The Rise of the Assessbots: do systems influence assessment?

“And we would go on as though nothing was wrong” Joy Division, Transmission

I recently got into a discussion on Twitter about the differences between tracking and assessment, and whether there is any such thing as an assessment system. I’d suggested that many systems auto-assess (I referred to them as Assessbots), that the teacher ticks a few boxes and waits to see what comes out the other end. This is wide of the mark and, with hindsight, actually rather patronising so I apologise for my glib remark. Obviously systems don’t teach, question, mark work, feed back and decide whether pupils have achieved or not (well not yet anyway). But do systems have tools that guide assessment? Yes. And can these tools actually influence assessment in some way?

Probably.

That was the point I was trying to make in my rather clumsy way and it’s certainly something worth exploring further.

If we take a look at most of the popular systems in use in schools they will have some sort of assessment tool built in. This will involve an APP-style series of statements or objectives against which a teacher will tick an appropriate box or enter a code to signify the pupil’s level of understanding. Obviously, here the teacher is carrying out the assessment but perhaps there are some grey areas regarding who’s the master and who’s the servant:

1) Some systems are inflexible, offering a set list of objectives – the provider’s interpretation of what is and is not important – and so map out what is to be taught, perhaps in a particular order. Moreover, some systems may have just a few key objectives (e.g. NAHT KPIs) to guide assessment whilst others have many more. The former relies more on a teacher’s judgement within a broad framework whereas the latter is more prescriptive and definitive. Clearly some schools are happy with just a handful of key indicators to guide assessment whilst others seem to find security in having more exhaustive lists of objectives to inform assessment. Whilst there is no right approach, perhaps the latter risks sidelining the teacher’s professional judgement, reducing assessment down to a ‘painting by numbers’ approach. It’s possible that systems are providing a crutch that users become dependent on but which does little to develop a teacher’s skills in assessment.

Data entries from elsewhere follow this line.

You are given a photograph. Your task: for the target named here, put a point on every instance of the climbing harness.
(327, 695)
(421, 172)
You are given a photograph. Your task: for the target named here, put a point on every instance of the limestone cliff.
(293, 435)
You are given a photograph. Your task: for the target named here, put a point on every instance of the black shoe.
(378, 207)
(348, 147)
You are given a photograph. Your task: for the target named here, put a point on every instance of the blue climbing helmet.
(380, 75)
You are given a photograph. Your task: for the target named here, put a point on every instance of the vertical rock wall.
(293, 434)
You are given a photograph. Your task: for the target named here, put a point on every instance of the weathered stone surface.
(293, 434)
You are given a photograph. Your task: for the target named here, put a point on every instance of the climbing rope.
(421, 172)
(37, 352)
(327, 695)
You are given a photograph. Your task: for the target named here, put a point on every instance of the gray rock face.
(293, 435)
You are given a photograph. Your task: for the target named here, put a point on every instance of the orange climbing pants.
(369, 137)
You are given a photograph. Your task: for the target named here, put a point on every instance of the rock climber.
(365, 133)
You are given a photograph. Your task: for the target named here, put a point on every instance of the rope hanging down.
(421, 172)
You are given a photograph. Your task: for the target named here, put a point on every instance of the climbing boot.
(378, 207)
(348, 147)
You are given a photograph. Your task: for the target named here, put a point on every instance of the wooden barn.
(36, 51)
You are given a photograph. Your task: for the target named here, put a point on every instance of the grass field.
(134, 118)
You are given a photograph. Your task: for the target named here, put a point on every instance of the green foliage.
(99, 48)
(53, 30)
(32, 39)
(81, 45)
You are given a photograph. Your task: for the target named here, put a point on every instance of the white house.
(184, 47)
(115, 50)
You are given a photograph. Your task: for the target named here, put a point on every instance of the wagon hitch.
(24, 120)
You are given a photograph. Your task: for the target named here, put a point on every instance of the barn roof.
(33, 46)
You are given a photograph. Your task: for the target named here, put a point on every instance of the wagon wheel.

2) The ticks, codes or scores entered against each statement are then converted into a numerical value, weighted, aggregated and compared against a series of thresholds to arrive at an overall judgement (e.g. ARE band) used for the purposes of tracking pupil progress. The teacher has assessed the pupil to be developing in some areas and secure in others but it is the system that decides whether the pupil is Year 4 Developing or Year 4 Secure overall. Many schools may use these labels as a guide and manually adjust them as appropriate but some clearly don’t, choosing instead to accept the category the system assigns pupils to. And even if you don’t agree with the system and change the outcome accordingly, any adjusted judgement is still constrained by the system’s pre-defined parameters. In other words, you may change outcomes to something more realistic and find that the tracking sheet turns bright red, causing you to question the changes you’ve just made. It might then be tempting to go back and tweak a few assessments at the objective level to alter the end result. We then succumb to Goldilocks Assessment Syndrome, testing the input until the output is just right. Believe me, it happens. I’ve had a few teachers admit that this is going on in their school because the system they use wasn’t producing the data they’d expect. So, just go back and tweak it until it does. Unfortunately, what you are left with is not formative assessment. It does not provide an accurate record of a pupil’s strengths and weaknesses. It does not help identify gaps in a pupil’s learning. Instead it is useless data, gerrymandered to gain the desired outcome.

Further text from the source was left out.